Ancient history

The Great Leap Forward (China, 1958-1960)


Applied in China from 1958 to 1960, the Great Leap Forward was an economic, social and political program designed by Mao Zedong in an attempt to move away from the Soviet model. Inaugurated at the 8th Congress of the Communist Party held from May 5 to 23, 1958, this friendly plan for social and economic reform and modernization of the country was to make it possible to achieve socialism more quickly, by a path adapted to the situation and to Chinese specificities. Unsuitable, this program turned out to be a fiasco, with China narrowly escaping bankruptcy. The Great Leap Forward will be a failure, particularly in the agricultural field, with disastrous consequences for the population (several tens of millions of victims).

Historical background to the Great Leap Forward

China at the end of the 1950s was a country in full swing. Communist China was originally built economically on the Stalinist model, giving priority to heavy industry. However, contrary to the Soviet Union, China at the time was still far from having ensured agricultural surpluses, because of the backwardness of the Chinese countryside. The Sino-Soviet split that began in 1956 was an opportunity for Mao to reconsider this economic policy which in any case granted only a marginal place to the peasantry, once the pivot of the Chinese revolution. /P>

To this break with the Soviet model, is added the rise in power of a contestation of the monopoly on the power of the PCC, which revealed in 1957 the Campaign of Hundred Flowers. Mao believes he must radically re-mobilize the Chinese population behind an ambitious objective, which should provide him with the opportunity to crush all opposition. This "Great Leap Forward" will however be one of his worst failures.

An ambitious program

Concretely, this program consists of the creation of a new socio-economic architecture. The country will be organized around "People's Communes", communities theoretically autonomous and controlling all the means of production available. Endowed with a quasi-military organization, highlighting the role of families and a frenzied productivism, the People's Communes must quickly become self-sufficient.

Everyone is invited to participate in manual labor, including Communist Party cadres. All available metals are collected to be smelted and turned into tools or weapons. A daily quota of harmful animals to kill, such as birds, is assigned to everyone, even children. Huge construction sites are launched, employing armies of workers.

This should make it possible to release enough resources for the Central State to set up major infrastructure programs. In practice, this policy will result in a complete disorganization of the functioning of industry and especially of Chinese agriculture. The statistics largely rigged by the Chinese regime will only hide the facts for about twenty years.

The great leap forward... or backward!

This utopian project, advocating collective development in all areas of daily life, marks an ideological break with the Soviet model.
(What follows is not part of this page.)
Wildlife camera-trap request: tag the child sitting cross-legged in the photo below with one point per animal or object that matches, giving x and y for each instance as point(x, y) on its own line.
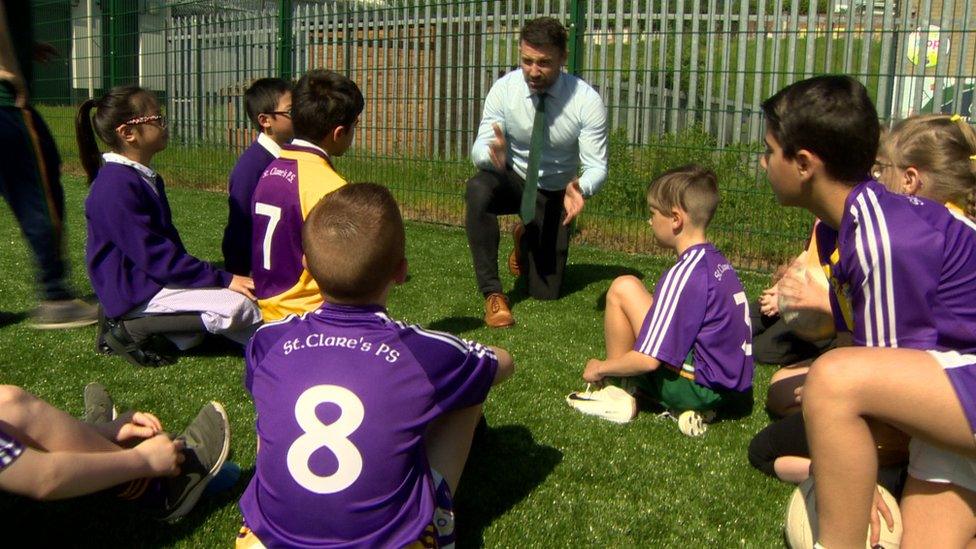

Some aspects, such as the attempt to apply health and education programs tailored to Chinese needs rather than depending on Soviet programs, respond to real needs. Overall, however, the result was a failure, particularly in agriculture, where bad weather and Mao's refusal to acknowledge mistakes made matters worse and production plummeted. In addition, the lack of competent personnel and the withdrawal of Soviet technicians in 1960 handicapped the industry.

Thus industrial production, undermined by the very low quality of products from the People's Communes, will eventually collapse , delaying China's modernization for a long time. Even worse, it is estimated that the famines caused by the Great Leap Forward resulted in the death of 20 to 43 million Chinese. Mao had to leave the head of state in 1959. The disillusioned communist leaders returned to a pragmatic policy. Liu Shaoqi and Deng Xiaoping prioritize light industry and agriculture, and tolerate a private market and the ownership of small plots of land. Power rests with a cultured elite.

This catastrophic failure of Mao will earn him a crossing of the political desert of half a dozen years, from which he will only emerge by an equally disastrous initiative:"The Cultural Revolution ."

Bibliography

- The People's Republic of China:General History of China (1949 to the Present), by Gilles Guiheux. The Beautiful Letters, 2018.

- Mao:Practice and Contradiction, by Alain Badiou. The Factory, 2011.